Moon Hojin, Nguyen Phan N, Park Jaehee, Lee Minho, Ahn Sohyul
Department of Mathematics and Statistics, California State University, Long Beach 1250 Bellflower Blvd., Long Beach, CA 90840, USA.
Portola High School, Irvine, CA 92618, USA.
J Pers Med. 2025 May 27;15(6):218. doi: 10.3390/jpm15060218.

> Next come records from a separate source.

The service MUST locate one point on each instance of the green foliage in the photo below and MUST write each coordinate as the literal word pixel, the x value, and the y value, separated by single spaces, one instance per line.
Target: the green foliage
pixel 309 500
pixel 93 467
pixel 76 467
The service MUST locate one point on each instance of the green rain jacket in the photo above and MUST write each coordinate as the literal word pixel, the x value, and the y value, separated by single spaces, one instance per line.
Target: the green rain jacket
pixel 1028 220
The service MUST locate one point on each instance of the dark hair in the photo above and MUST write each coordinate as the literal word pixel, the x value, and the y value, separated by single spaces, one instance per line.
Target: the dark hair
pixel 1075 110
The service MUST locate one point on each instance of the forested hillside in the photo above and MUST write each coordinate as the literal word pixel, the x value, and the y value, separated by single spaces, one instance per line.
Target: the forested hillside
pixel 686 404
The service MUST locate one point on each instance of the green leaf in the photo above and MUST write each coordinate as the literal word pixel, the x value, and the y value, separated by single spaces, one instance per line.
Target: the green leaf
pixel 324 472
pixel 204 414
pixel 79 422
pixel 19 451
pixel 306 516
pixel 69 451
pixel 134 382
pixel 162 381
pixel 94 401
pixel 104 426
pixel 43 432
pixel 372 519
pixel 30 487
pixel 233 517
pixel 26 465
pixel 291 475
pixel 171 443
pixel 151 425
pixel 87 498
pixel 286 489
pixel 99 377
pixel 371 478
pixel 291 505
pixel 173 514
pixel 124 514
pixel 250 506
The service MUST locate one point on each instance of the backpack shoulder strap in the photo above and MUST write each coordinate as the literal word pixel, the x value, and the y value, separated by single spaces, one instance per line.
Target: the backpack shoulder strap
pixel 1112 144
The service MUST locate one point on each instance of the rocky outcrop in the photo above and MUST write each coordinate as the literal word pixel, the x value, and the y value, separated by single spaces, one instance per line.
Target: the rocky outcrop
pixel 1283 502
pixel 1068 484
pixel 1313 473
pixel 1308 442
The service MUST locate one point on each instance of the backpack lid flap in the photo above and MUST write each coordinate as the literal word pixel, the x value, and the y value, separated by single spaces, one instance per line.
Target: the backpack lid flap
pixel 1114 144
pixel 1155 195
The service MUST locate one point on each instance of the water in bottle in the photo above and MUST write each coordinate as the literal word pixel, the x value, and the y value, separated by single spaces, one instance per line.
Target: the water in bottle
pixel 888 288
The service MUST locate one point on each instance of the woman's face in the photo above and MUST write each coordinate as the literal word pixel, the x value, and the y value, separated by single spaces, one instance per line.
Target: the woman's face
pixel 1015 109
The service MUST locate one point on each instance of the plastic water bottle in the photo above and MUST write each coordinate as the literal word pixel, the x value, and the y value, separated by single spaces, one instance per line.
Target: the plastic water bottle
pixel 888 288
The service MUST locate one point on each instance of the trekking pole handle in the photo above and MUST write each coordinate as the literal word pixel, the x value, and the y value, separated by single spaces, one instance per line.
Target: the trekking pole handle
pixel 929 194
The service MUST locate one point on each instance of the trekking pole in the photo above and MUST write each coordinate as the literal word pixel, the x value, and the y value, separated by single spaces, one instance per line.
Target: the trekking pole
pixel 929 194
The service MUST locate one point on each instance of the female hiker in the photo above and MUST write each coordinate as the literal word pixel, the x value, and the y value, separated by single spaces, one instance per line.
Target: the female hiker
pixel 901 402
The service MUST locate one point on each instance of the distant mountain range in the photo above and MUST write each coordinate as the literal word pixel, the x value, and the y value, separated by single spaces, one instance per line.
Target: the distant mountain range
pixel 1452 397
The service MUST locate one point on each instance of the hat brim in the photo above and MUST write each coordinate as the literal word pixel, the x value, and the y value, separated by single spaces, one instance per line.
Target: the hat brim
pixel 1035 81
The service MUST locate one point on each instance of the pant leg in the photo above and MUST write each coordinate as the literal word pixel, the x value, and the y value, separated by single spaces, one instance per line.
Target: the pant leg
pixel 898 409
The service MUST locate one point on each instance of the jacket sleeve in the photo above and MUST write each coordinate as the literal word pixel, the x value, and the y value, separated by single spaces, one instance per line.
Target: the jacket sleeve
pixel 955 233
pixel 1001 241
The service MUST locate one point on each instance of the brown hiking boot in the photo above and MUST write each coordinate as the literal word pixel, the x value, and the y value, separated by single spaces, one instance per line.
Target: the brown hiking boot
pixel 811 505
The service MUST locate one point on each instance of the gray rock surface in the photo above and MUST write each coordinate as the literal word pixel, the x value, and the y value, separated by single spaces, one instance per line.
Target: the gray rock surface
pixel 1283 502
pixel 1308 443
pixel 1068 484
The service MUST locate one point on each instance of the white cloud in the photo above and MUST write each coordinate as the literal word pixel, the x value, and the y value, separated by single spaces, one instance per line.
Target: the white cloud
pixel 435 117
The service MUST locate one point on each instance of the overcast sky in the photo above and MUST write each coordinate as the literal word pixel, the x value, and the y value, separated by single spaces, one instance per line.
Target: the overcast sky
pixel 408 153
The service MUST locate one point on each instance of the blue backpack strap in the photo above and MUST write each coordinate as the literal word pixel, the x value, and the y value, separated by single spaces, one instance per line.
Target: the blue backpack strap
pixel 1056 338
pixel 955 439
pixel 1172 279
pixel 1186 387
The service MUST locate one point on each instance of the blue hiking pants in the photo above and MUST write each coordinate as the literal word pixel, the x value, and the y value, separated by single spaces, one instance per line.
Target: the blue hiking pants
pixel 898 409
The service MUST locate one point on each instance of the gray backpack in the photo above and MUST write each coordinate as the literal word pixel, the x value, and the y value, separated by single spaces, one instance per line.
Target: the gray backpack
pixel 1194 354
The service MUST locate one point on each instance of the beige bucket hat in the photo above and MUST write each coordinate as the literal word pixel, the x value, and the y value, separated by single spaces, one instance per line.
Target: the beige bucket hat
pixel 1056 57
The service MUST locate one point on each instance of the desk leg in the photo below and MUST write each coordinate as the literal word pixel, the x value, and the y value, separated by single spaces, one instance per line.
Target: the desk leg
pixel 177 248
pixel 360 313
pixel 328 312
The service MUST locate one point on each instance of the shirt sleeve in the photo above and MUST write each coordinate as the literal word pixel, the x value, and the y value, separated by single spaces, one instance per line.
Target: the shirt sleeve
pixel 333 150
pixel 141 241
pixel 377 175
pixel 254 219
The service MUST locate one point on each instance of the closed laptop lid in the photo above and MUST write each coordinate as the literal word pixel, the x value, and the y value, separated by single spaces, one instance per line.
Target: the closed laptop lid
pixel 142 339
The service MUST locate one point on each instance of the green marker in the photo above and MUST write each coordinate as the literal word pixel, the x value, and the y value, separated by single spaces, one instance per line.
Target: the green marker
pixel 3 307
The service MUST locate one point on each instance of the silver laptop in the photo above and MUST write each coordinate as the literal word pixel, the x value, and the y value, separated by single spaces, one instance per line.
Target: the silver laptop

: Adjuvant chemotherapy (ACT) can improve survival outcomes for patients with early-stage non-small cell lung cancer (NSCLC), but its benefit varies significantly across individuals. Identifying patients who are likely to benefit from ACT remains a critical challenge in precision oncology. : We constructed a meta-database from two publicly available NSCLC gene expression datasets (GSE37745 and GSE29013) to address population heterogeneity. Feature selection was performed using Cox-based univariate screening with leave-one-out cross-validation. We then developed and compared three survival modeling frameworks: bagging with elastic net penalized Cox regression, Random Survival Forests (RSF), and DeepSurv neural survival networks. All models incorporated clinical covariates and selected genomic features to predict survival and recommend ACT versus observation (OBS). : Across 155 patients, RSF achieved the highest predictive performance, with a test concordance index (C-index) of0.885. Model-based recommendations were associated with improved survival in both training and test datasets, as confirmed by Kaplan-Meier analysis. Key genomic features identified included TTR, MTURN, and ETV3, suggesting their potential relevance in treatment response stratification. DeepSurv demonstrated strong predictive accuracy (C-index = 0.982) but less distinct survival curve separation compared to RSF. : Our findings demonstrate that machine learning-driven survival models, particularly RSF, can effectively identify NSCLC patients who may benefit from ACT. This approach supports data-driven, individualized chemotherapy decision-making and contributes to advancing personalized treatment strategies in early-stage NSCLC.
辅助化疗(ACT)可改善早期非小细胞肺癌(NSCLC)患者的生存结局,但其益处因个体差异显著。识别可能从ACT中获益的患者仍然是精准肿瘤学中的一项关键挑战。
我们从两个公开可用的NSCLC基因表达数据集(GSE37745和GSE29013)构建了一个元数据库,以解决人群异质性问题。使用基于Cox的单变量筛选和留一法交叉验证进行特征选择。然后,我们开发并比较了三种生存建模框架:带弹性网络惩罚Cox回归的装袋法、随机生存森林(RSF)和深度生存神经生存网络。所有模型都纳入了临床协变量和选定的基因组特征,以预测生存情况并推荐ACT与观察(OBS)。
在155例患者中,RSF具有最高的预测性能,测试一致性指数(C指数)为0.885。基于模型的推荐与训练和测试数据集中生存率的提高相关,这一点通过Kaplan-Meier分析得到证实。确定的关键基因组特征包括TTR、MTURN和ETV3,表明它们在治疗反应分层中可能具有相关性。与RSF相比,深度生存模型表现出很强的预测准确性(C指数 = 0.982),但生存曲线分离度较小。
我们的研究结果表明,机器学习驱动的生存模型,特别是RSF,可以有效地识别可能从ACT中获益的NSCLC患者。这种方法支持数据驱动的个体化化疗决策,并有助于推进早期NSCLC的个性化治疗策略。